O ile niektórzy walczyli z torem i z samym sobą, o tyle pojawiło się kilku bohaterów. Max Fricke w 9. gonitwie pobił rekord toru, wcześniej należący do Tai’a Woffindena. Owal na poznańskim Golęcinie jest więc teraz zdobyczą młodego Australijczyka, który pokonał 370-metrowy tor w 65,22s. Serca zgromadzonych na stadionie rozczulił również rodzynek niedzielnego wieczoru – Francuz Dimitri Berge, który jest jednocześnie najstarszym uczestnikiem cyklu. Zaczął zawody od dwóch defektów, jednak później wyjechał ze stolicy Wielkopolski z 5 „oczkami”. Tyle samo punktów przy swoim nazwisku zapisał jeden z najlepszych polskich juniorów – Kacper Woryna.

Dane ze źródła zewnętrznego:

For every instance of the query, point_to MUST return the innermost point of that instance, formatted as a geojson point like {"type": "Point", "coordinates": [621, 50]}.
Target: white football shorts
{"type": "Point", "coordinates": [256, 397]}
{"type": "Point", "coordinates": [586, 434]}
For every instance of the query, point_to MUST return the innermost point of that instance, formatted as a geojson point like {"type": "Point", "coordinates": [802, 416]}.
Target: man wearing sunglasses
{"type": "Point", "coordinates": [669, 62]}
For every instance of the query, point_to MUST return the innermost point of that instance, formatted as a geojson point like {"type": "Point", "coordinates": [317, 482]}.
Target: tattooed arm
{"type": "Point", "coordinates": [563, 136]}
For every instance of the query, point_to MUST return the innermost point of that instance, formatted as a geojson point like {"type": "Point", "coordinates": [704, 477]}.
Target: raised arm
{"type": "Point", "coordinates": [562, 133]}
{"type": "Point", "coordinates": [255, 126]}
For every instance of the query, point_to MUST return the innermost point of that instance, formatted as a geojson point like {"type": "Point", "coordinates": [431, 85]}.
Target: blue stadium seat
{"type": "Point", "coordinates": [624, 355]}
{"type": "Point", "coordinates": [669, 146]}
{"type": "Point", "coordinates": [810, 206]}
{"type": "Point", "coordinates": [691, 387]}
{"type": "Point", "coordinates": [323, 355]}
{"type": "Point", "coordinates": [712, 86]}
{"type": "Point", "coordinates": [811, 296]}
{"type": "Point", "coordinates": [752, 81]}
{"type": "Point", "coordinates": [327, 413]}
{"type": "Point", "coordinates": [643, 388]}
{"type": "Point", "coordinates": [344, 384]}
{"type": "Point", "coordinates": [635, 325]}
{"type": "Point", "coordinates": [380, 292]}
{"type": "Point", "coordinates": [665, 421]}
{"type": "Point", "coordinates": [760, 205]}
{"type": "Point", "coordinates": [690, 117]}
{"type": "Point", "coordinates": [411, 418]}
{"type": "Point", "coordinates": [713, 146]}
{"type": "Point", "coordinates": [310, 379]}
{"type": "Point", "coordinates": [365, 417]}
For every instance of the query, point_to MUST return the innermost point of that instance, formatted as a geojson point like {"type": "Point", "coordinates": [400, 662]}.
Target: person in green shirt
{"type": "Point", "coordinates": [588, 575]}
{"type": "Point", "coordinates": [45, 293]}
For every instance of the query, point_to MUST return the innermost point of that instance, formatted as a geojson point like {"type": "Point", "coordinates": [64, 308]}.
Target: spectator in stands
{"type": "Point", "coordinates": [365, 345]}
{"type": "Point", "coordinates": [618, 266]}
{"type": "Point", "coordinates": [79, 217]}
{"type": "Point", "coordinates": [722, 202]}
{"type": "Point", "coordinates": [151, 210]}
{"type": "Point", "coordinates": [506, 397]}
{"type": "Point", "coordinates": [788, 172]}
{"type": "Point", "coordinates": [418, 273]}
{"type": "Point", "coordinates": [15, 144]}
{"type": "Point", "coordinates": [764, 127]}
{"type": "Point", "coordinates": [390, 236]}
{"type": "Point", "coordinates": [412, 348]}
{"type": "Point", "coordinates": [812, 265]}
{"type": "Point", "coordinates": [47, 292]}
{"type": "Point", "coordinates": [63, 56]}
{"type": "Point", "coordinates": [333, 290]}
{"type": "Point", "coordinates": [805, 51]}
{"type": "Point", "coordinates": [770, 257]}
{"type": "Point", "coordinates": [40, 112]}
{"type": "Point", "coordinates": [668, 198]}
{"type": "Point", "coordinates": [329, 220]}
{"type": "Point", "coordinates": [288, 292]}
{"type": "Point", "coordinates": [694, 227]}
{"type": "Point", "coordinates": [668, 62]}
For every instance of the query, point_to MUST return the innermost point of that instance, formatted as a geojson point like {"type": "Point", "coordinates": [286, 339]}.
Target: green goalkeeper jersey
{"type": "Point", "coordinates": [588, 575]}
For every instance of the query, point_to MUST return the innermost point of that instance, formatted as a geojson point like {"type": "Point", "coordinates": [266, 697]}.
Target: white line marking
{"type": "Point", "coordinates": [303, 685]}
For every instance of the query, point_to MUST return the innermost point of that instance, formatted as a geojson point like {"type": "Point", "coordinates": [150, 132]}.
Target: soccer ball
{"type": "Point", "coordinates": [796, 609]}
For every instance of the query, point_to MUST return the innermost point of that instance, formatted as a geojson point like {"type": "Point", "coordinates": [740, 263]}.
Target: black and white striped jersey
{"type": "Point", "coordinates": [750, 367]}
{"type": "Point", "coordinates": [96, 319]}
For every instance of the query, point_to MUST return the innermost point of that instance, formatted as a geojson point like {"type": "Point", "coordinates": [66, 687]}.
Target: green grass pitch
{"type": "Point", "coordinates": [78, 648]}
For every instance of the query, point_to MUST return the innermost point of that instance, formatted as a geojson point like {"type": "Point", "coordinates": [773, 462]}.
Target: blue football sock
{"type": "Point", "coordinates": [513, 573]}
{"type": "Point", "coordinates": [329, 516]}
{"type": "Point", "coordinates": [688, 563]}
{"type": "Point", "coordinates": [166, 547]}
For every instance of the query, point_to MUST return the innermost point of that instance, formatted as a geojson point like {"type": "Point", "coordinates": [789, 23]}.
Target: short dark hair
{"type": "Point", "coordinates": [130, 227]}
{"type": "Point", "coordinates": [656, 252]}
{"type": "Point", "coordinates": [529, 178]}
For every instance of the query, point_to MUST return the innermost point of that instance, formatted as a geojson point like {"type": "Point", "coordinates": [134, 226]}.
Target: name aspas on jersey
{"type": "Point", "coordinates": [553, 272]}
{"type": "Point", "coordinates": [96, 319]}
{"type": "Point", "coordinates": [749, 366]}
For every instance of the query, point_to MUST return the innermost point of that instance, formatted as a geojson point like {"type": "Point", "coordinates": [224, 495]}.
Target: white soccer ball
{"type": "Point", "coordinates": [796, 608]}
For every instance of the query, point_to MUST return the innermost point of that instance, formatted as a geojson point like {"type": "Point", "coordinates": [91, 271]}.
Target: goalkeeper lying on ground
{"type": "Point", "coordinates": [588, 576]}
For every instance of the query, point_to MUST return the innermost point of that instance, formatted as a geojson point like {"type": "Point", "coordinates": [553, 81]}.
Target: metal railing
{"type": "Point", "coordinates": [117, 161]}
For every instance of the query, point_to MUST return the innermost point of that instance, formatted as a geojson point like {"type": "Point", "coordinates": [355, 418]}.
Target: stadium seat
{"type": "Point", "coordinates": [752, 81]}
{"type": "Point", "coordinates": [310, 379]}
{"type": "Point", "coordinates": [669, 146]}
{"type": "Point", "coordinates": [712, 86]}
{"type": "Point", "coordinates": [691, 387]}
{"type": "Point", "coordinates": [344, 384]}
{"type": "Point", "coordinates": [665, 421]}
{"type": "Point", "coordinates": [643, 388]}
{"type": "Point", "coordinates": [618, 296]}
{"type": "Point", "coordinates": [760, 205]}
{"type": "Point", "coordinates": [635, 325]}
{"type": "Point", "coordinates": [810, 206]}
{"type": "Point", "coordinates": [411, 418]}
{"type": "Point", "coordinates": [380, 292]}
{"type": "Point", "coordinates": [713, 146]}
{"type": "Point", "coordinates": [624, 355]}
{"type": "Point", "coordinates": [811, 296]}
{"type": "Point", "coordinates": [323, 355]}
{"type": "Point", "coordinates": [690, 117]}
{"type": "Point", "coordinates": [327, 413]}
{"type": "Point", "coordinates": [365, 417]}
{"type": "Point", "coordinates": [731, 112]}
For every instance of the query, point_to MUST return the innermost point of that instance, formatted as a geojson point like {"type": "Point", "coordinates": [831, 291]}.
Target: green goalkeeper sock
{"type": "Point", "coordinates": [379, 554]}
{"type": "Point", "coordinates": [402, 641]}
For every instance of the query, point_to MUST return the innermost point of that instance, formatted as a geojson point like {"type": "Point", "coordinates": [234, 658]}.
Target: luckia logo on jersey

Zawody nie obfitowały w wiele mijanek.

Rafał Karczmarz, który dostał na te zawody Dziką Kartę, skończył zawody na na trzynastej pozycji. Reprezentant Stali rozpoczął zawody od dotknięcia nieszczęsnej taśmy. Odbudował się on jednak w swoim następnym wyścigu, gdzie przywiózł „trójkę”. Później miał już troszkę mniej szczęścia. Zadowolony może być jednak z siebie Maksym Drabik, który zaliczył komplet 21 punktów i wyjeżdża z Poznania ze złotym plastronem jako lider. Na stopniu niżej stanął jego rodak, obecnie najlepszy junior w Polsce – Bartosz Smektała, a trzecie miejsce zdobył Jevgenijs Kostigovs, który udwodonił, że Łotysze nie są chłopcami do bicia. 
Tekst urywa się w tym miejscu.